With 3 possible opponents, you do 11x10x9, but then divide by 3x2x1 different ways of arranging them.

With 4 opponents, it’s 11x10x9x8 divided by 4x3x2x1. And so on.

So here are the subtotals that I calculated, where the first number is the number of opponents per match:

1: 11

2: 55

3: 165

4: 330

5: 462

6: 462

7: 330

8: 165

9: 55

10: 11

11: 1

Just to make sure you get the pattern, consider the 2nd last one, where you’re fighting 10 opponents at once. Well, what’s “special” about each match is the one guy who’s not in the ring with you. Since there are 11 total opponents, that means there are 11 different matches where you fight 10 guys at a time.

Then with 11 opponents in the ring with you, there’s only one match, because there’s only one way to fight all the guys at once.

As I was calculating the 7th or 8th subtotal, my son asked, “Do you want me to explain my trick?” (Or maybe he said “technique,” I can’t remember.) I said, “Hold on, let’s make sure you got the right answer first.”

So I totaled them all up and…the answer was 2,047.

At this point I was astonished (although I had started to think he might be right when I saw that the subtotals put it in the right ballpark). How the heck did he do that?

He explained that he had seen a Khan Academy video showing that if you wanted to figure out how many total ways to organize your hands, where the only options were to stick a finger out or in, then the answer was 2^10 minus 1, in other words 1,024-1 = 1,023.

So then my son realized that if each finger were an opponent, then he could represent whether the guy was in the match or not by having the finger point out or be curled up. So, if there had been 10 opponents, then the total number of possible matches would be 1,023.

But there were 11 opponents. So my son knew the answer was 2^11 – 1. Now normally, it would have taken him a bit to figure out 2^11 in his head. But he remembered 2^10 was 1,024 from the Khan video, so all he had to do was double it to 2,048, then subtract one to get the answer of 2,047.

In conclusion, in case you got lost in the details: My son correctly computed the answer in at most 20 seconds using his fingers, while it took me a good 10 minutes with a calculator and memo pad. (I actually made some mistakes a few times, which I knew because, e.g., sometimes I’d get a decimal, and then sometimes I would deviate from the nice pattern you see above. It’s almost a philosophical issue to think about that I “knew” when I had mistyped on my phone calculator, even though I didn’t prove to myself why that pattern should exist until afterward.) Furthermore, he didn’t just get lucky; he was relying on a principle he had learned in a different context which he tweaked for this problem.

P.S. I am quite certain someone is going to feel the need to say, “Who the heck doesn’t know that you do (2^n)-1 for problems like this?” Uh, most people.

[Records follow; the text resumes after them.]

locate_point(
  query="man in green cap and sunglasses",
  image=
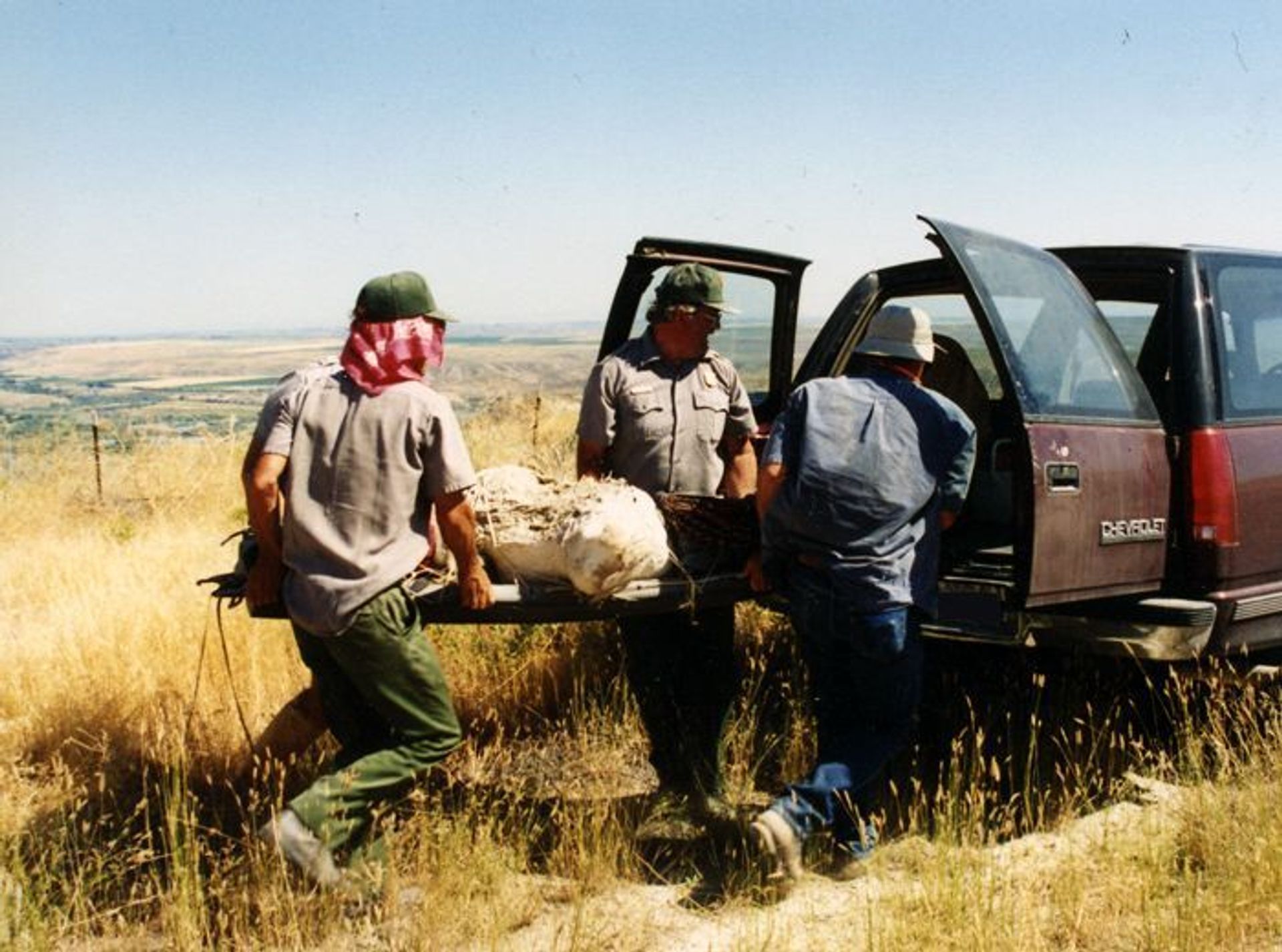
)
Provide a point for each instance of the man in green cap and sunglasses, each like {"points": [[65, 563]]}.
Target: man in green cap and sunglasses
{"points": [[347, 465], [668, 414]]}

“P.S. I am quite certain someone is going to feel the need to say, “Who the heck doesn’t know that you do (2^n)-1 for problems like this?” Uh, most people.”

I was going to say that teachers like to show tricks like this to help you get the answer faster, but they don’t explain the logic of why it works.

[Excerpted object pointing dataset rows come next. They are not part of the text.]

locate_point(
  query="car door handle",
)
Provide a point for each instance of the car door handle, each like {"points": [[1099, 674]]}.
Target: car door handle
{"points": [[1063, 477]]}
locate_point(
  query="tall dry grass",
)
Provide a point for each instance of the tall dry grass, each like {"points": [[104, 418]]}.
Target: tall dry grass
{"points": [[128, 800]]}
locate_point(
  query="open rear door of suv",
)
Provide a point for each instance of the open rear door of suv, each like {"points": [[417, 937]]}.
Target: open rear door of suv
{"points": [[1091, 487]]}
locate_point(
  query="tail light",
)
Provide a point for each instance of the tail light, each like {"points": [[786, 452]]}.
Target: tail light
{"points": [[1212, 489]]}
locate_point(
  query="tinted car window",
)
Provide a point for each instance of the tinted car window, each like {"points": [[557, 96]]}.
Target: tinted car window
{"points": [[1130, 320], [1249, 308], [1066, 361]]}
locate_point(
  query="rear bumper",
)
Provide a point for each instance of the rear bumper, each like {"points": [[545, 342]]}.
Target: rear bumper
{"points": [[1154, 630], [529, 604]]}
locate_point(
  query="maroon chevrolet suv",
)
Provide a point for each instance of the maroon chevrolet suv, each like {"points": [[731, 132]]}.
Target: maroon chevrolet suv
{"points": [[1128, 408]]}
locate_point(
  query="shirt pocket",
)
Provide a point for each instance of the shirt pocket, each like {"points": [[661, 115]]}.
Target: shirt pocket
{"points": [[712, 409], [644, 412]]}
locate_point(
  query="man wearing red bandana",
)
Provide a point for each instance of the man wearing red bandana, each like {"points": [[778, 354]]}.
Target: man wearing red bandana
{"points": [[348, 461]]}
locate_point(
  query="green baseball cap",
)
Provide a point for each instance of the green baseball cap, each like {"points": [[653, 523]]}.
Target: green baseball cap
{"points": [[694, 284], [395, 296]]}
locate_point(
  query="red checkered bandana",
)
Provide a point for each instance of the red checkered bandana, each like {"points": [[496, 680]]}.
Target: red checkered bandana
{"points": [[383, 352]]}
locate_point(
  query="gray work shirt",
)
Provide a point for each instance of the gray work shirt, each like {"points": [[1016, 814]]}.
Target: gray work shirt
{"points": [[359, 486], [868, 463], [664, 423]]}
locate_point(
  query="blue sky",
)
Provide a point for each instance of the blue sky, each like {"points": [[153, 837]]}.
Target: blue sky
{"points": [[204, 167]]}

I don’t consider that to be teaching.

Learning the tools generally follows from needing to use them. I became very skilled at Excel by learning the pieces I needed. On the other hand, my skill flowed from the ability to apply pieces of precedent software (e.g. MS DOS hot keys). Having learned the tools puts Bob’s son far ahead of classmates who will have to learn tools while they learn the substance. In addition, learning the substance underlying the tools will return innumerable “aha” moments as he progresses…as it clearly did in Bob’s post.

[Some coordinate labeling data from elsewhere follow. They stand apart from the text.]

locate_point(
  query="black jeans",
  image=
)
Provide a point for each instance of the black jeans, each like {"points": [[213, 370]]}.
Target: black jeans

Well, learning the tools ahead of your peers is certainly a good thing, but learning the substance ahead of your peers is even better. Learning the substance before learning the tools is often quite valuable, for multiple reasons. For one thing, you’re less likely to make mistakes, because you know why you’re doing what you’re doing. And for another thing, it makes things the subject more interesting, so you’re more engaged in learning the tools, as opposed to just treating it as a dumb thing you have to memorize as a means to an end. Let me quote from a comment I wrote on Gene’s blog a while back:

gene-callahan.blogspot.com/2015/07/why-are-books-of-mathematics-bad-at.html

“Gene, I agree 100% with your complaint about linear algebra. I’m one of those kids who learned linear algebra in high school, and when I got to the part about similarity and diagonalization, I kept thinking to myself “Why would anyone ever diagonalize a matrix, or care whether two matrices are similar or not?”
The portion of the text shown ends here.